La série aime ses personnages et le fait sentir. Elle prend le temps de dire au revoir à ceux qui partent comme Smash ou Jason. C’est avec une pointe de tristesse qu’on les quitte car ils faisaient partie intégrante de l’univers de Friday Night Lights. Les scènes de départ sont en plus touchantes et émouvantes comme il faut. Néanmoins, la série est suffisamment bien écrite pour que leur absence au final ne se fasse que peu remarquer. Comme dit plus, l’ajout des McCoy est une bonne idée car elle insuffle une nouvelle dynamique et de nouveaux enjeux. Elle met par ailleurs les Taylor dans une assez mauvaise posture, que ce soit au niveau sportif avec Eric, au niveau de l’école avec Tami ou bien même au niveau plus personnel pour le couple. En cela, la saison montre encore une fois que l’on a affaire à un couple uni et soudé. Même si tout n’est pas parfait, qu’il y a des disputes et des désaccords, ils demeurent ensemble et agissent comme de vrais adultes.

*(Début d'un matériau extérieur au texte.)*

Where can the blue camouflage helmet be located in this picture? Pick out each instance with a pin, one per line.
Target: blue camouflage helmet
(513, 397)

Concernant les jeunes, ils ont tous le droit à leur développement. Entre Matt qui voit sa place de QB#1 disparaître petit à petit et qui doit en plus gérer les ennuis de santé de sa grand-mère et l’apparition de sa mère, Tyra qui veut intégrer une fac mais qui se dit qu’elle n’arrivera jamais à quitter Dillon, Lyla qui est partagée entre ses sentiments pour Tim et son futur, Tim qui justement ne sait vraiment pas quoi faire de sa vie, on est gâtés. Les personnages sont toujours aussi ciselés et réalistes. Leur développement s’effectue au fil du temps et suit une certaine logique. Par exemple, difficile de ne pas parler de l’évolution de Tim Riggins qui est assez incroyable. Il est toujours fidèle à lui-même mais est désormais davantage posé, plus mature. La saison met d’ailleurs en avant son frère, Billy, et le season finale en est le point d’orgue. La série a toujours su gérer parfaitement les interactions entre ses héros. C’est fin, bien écrit et cohérent.

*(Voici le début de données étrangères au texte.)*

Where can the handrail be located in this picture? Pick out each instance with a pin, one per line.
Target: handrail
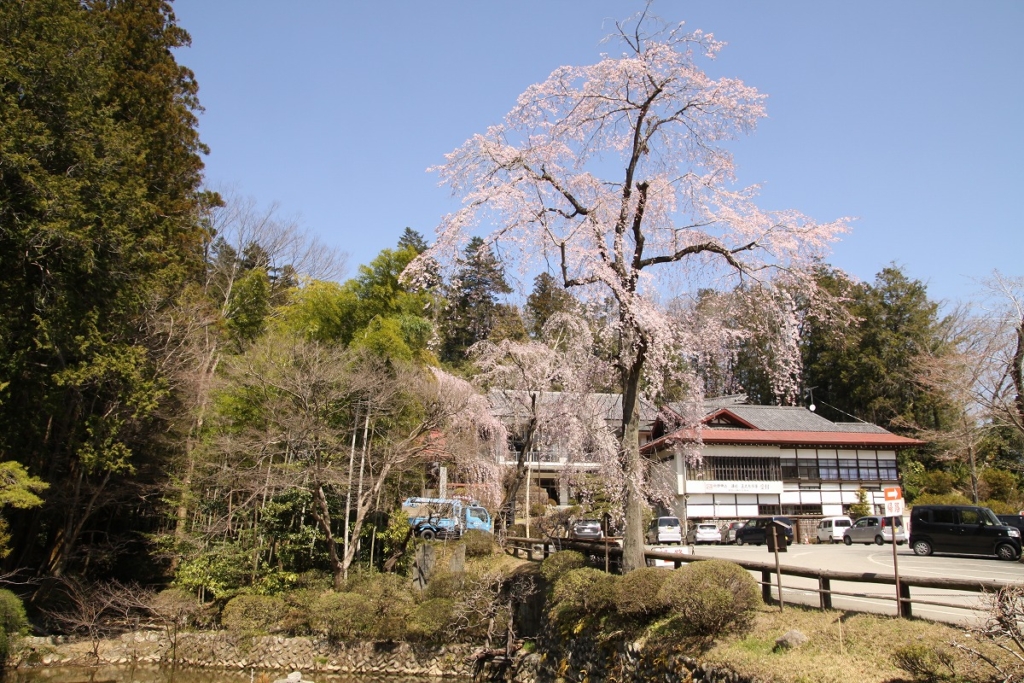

Après une seconde saison en demi-teinte, la troisième de Friday Night Light est de haute volée. Maîtrisant toutes ses intrigues, elle les clôt avec succès lors du dernier épisode tout en démarrant de nouvelles fort intéressantes. A noter que lors de sa diffusion, la série était dans le flou total concernant son renouvellement. Elle aurait très bien pu s’arrêter sur celui-ci car il est parfait. Néanmoins, on est ravi de voir qu’elle aura le droit d’aller jusqu’à sa saison cinq. La série est encore une fois réaliste, naturelle et trouve toujours le juste ton pour traiter des sujets communs. La qualité de ses interprètes et l’écriture du scénario et des dialogues y sont assurément pour quelque chose. Les scènes de football sont bien présentes, pour notre plus grand plaisir tant elles sont bien filmées et addictives même si on n’y comprend rien et qu’on n’aime pas ça en temps normal. Au final, cette saison fut intense, riche et touchante. Une vraie perle en somme.